Vietnam had to fight for independence from France and resist American marauders. The experience foreshadowed the siege conditions Cuba has been saddled with. In both instances, strategising for the future played out within contexts of conflict and stress. Cuba’s goals parallel earlier ones realised in Vietnam.
Over three decades, the annual GDP for the Socialist Republic of Vietnam has averaged 6.5 percent (6.8 percent in 2019). Vietnam’s export income now ranks among the world’s top 25 nations. The nation’s poverty rate fell from 75 percent to nine percent, unemployment remains at 3–4 percent, and literacy rose to 93 percent. Life expectancy at birth is 72 years. The entire population enjoys access to free health care, education, and comprehensive social services.

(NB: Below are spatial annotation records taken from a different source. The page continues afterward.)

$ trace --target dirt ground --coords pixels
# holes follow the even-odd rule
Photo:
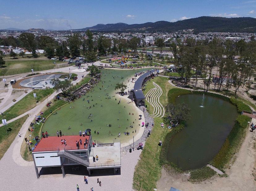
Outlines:
[[[254,123],[256,120],[253,119]],[[187,175],[169,174],[163,169],[157,190],[168,191],[171,187],[181,190],[256,190],[256,133],[249,131],[233,164],[225,173],[227,177],[216,175],[200,183],[187,181]]]

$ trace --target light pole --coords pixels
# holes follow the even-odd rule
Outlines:
[[[150,100],[150,96],[148,96],[148,114],[149,114],[149,105],[150,105],[150,103],[149,103],[149,101]]]
[[[132,136],[133,138],[133,147],[132,148],[132,149],[133,150],[133,151],[134,151],[134,136]]]
[[[4,73],[2,73],[2,74],[3,75],[3,80],[4,80],[4,85],[5,86],[6,86],[6,79],[5,79],[5,78],[4,78]]]
[[[7,123],[6,123],[6,120],[5,119],[4,119],[4,113],[2,112],[1,112],[1,114],[2,114],[2,116],[3,116],[3,119],[2,120],[2,124],[4,125],[4,127],[5,128],[5,130],[6,130],[6,132],[7,133],[8,132],[7,131],[7,129],[6,128],[6,125],[7,125]]]

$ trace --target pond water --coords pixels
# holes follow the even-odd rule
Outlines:
[[[170,140],[167,159],[184,170],[202,168],[218,153],[235,124],[236,107],[209,96],[181,96],[176,103],[185,103],[191,118],[185,128]]]
[[[57,111],[57,115],[50,116],[43,126],[42,131],[47,131],[50,136],[60,130],[65,134],[77,134],[80,130],[90,128],[93,140],[103,142],[113,142],[115,138],[119,139],[117,137],[119,132],[122,142],[132,139],[133,136],[136,135],[135,130],[137,133],[139,128],[141,128],[139,124],[141,121],[139,120],[139,114],[132,104],[128,104],[128,101],[121,98],[120,104],[118,104],[119,97],[117,94],[118,91],[115,90],[115,86],[117,83],[122,81],[124,83],[127,83],[128,78],[136,72],[149,69],[102,70],[101,81],[92,92],[90,91],[75,102],[64,106]],[[107,93],[108,96],[106,95]],[[89,103],[87,100],[89,100]],[[90,106],[91,108],[87,109]],[[134,115],[132,115],[133,113]],[[89,119],[88,117],[91,114],[92,116]],[[133,125],[133,128],[130,127],[130,123]],[[111,127],[108,126],[110,124]],[[71,129],[68,129],[70,126]],[[99,134],[95,134],[95,131],[96,133],[99,131]],[[130,136],[125,135],[124,132],[127,131],[130,133]]]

It makes sense that a prepared and unified people attending to the good of all will be able to deal effectively with the current coronavirus pandemic. The odds are that Cuba’s response to the threat will be smoother than that of the United States. After all, Cuba’s health care system emphasises both preventative and curative care. It’s a public health system, no more, no less.
The US health care system reflects weak advocacy for preventative care and surrender to the market-based economy. The Harvard Health Policy Review headlined a 2018 article this way: “Increasing Mortality and Declining Health Status in the USA: Where is Public Health?”
(W. T. Whitney Jr. is a political journalist whose focus is on Latin America, health care, and anti-racism.)